Thanks , but why hdfs data gone when cluster shutdown ? as hdfs is persistant when cluster is up it would be automatically available right ?

@vijeandran 3 жыл бұрын

When you start the cluster you are creating three instances... one for master and two for datanode. These nodes are available only for that session, because it is virtual only for that session, once you terminate the cluster, the instance created 1 master and 2 slave will be killed and due to that data present in the HDFS will be deleted. As summit said if you want to run your cluster continuously then the data would be available in HDFS, where the amazon will put more bill for continuous usage of cluster.

@rajsekhargada9212 2 жыл бұрын

I think S3 is not distributed storage

@sumitmittal07 2 жыл бұрын

its a object store, but in this scenario its a replacement of distributed storage and serving similar usecase.

@satishj801 2 жыл бұрын

@1:14:30 , he downloaded the jar from S3 but he didn't copy it to hdfs just like he copied book-data.txt and he mentioned he is running the jar from hdfs not from S3 , but its the same step as @ 1:06:52 , I'm bit confused at that point . If some one has understood please drop a reply.
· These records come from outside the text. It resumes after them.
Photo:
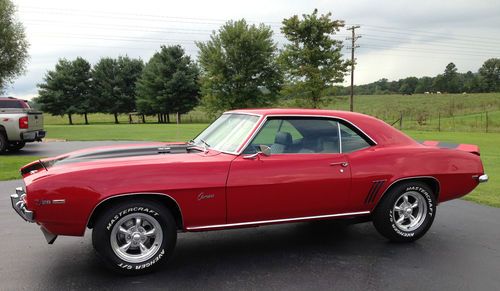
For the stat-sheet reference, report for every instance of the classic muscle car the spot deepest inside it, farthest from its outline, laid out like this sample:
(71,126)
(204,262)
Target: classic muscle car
(248,168)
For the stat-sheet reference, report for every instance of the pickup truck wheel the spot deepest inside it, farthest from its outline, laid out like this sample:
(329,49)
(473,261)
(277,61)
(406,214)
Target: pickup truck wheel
(135,237)
(406,212)
(15,146)
(3,142)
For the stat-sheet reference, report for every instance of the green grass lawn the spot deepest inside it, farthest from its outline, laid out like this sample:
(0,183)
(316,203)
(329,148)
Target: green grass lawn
(9,166)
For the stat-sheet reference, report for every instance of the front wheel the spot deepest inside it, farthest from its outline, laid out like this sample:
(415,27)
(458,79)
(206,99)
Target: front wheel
(135,237)
(406,212)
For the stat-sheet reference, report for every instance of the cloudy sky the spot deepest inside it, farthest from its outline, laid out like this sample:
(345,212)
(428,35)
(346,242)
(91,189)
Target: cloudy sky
(399,38)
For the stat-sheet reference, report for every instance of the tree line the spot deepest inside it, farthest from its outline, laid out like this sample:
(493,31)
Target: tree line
(486,79)
(239,66)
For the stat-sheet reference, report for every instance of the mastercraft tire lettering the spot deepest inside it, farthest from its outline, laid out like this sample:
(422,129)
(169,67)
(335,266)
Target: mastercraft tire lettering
(406,212)
(135,237)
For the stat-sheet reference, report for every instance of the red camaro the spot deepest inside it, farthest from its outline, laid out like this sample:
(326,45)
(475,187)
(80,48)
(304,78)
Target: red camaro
(248,168)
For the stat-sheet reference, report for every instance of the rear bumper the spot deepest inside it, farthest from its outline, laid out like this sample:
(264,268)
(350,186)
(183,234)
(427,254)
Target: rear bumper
(19,205)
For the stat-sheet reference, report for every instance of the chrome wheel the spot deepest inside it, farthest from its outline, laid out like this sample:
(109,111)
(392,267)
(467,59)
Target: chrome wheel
(136,237)
(409,211)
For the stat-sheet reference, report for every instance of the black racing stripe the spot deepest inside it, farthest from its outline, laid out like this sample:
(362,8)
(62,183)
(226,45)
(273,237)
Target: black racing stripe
(370,192)
(376,185)
(377,188)
(122,153)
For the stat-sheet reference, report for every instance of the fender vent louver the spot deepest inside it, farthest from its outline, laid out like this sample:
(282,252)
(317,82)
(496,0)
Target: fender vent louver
(376,185)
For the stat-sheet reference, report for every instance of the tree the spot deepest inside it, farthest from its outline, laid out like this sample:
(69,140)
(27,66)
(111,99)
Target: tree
(408,85)
(451,79)
(66,89)
(168,83)
(490,74)
(113,83)
(312,60)
(239,67)
(424,85)
(13,45)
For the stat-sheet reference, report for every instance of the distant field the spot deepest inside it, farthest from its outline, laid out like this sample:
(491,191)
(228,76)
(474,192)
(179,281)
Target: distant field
(445,112)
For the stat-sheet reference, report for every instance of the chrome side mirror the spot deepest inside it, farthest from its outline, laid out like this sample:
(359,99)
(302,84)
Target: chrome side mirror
(263,150)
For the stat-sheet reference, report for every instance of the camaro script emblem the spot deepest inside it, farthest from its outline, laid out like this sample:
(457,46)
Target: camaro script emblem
(203,196)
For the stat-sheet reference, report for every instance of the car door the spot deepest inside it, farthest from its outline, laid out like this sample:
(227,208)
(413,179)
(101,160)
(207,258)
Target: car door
(305,174)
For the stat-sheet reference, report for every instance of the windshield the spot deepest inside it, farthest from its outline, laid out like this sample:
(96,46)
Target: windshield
(227,133)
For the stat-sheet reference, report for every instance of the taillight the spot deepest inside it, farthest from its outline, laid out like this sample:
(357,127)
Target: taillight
(23,122)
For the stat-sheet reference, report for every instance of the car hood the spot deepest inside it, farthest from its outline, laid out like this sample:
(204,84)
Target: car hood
(116,155)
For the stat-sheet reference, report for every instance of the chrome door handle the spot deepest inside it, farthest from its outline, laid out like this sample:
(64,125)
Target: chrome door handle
(343,164)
@user-co8oc1rm5w 2 жыл бұрын

jar file he kept in root path of the cluster but the file to access for processing that he kept in hdfs e.g the directory which he created named '/data'. thats y he menioned he is running the jar from hdfs because the file to be processed i.e. book-data.txt he downloaded to hdfs in place of s3 then he changed the file location in scala code then recreated jar and placed that jar to s3 first then downloaded that jar from s3 to master node and executed spark job to process the book-data.txt file from hdfs not from s3.

@satishj801 2 жыл бұрын

@@user-co8oc1rm5w Thanks for the explanation👌🏻